Method 2: Python (CLI)

  1. Install all Python package dependencies by running pip install -r requirements.txt on your terminal.
  2. Unzip your facebook dataset.
  3. Change directory on your terminal to the folder containing the clone repository
  4. Run python tie_strength.py path/to/facebook-dataset
  5. Run python -m SimpleHTTPServer
    • Depending on your Python version, you may get the error C:\Python33\python.exe: No module named SimpleHTTPServer. In this case, run python -m http.server 8000
  6. Go to http://localhost:8000 on your browser.

Project Scope

New communication technologies are often met with questions about their impact on psychological well-being. The goal of this project is to give users insight into how Facebook data reflects their mental well-being by investigating social ties of Facebook friendships. To solve the problem, a predictive model was created to map Facebook data to tie strength and identify strong and weak ties amongst Facebook friendships, as well as observe changes in psychological wellbeing depending on tie strength and the nature of communication.

Research

Three main papers were used to supplement this project.

  1. Burke et al.’s ‘The Relationship Between Facebook Use and Well-Being Depends on Communication Type and Tie Strength’ (2016) showed that receiving more personalized communication—targeted, composed text—from strong ties is associated with improvements in well-being.

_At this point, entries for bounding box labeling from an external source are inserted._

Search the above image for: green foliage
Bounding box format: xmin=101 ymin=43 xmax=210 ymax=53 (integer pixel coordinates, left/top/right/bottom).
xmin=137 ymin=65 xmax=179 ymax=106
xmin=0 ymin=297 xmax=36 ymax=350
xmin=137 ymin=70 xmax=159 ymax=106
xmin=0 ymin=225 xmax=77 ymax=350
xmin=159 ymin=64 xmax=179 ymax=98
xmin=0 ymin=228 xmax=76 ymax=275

With this, further research was done to understand how to predict tie strength using Facebook data.

  2. Burke et al.’s ‘Growing closer on facebook: changes in tie strength through social network site use’ (2014) showed that composed direct communications on Facebook, including messages written to tie, comments written on tie’s content and posts written on tie’s wall was associated with significant increases in tie strength. On the other hand, other types of communication such as likes and pokes does not have a significant effect.

  3. Gilbert et al.’s ‘Predicting tie strength with social media’ (2009) concluded the top 15 predictive variables with highest standardized beta coefficients using a linear regression model to examine how Facebook data can predict tie strength.

Solution

In order to create a predictive model to determine a magnitude for tie strength, several metrics and a linear regression model was used.

Metrics

Metrics 1-3 were taken from Burke et al.’s (2014) and metrics 4-6 Gilbert et al.’s (2009) paper.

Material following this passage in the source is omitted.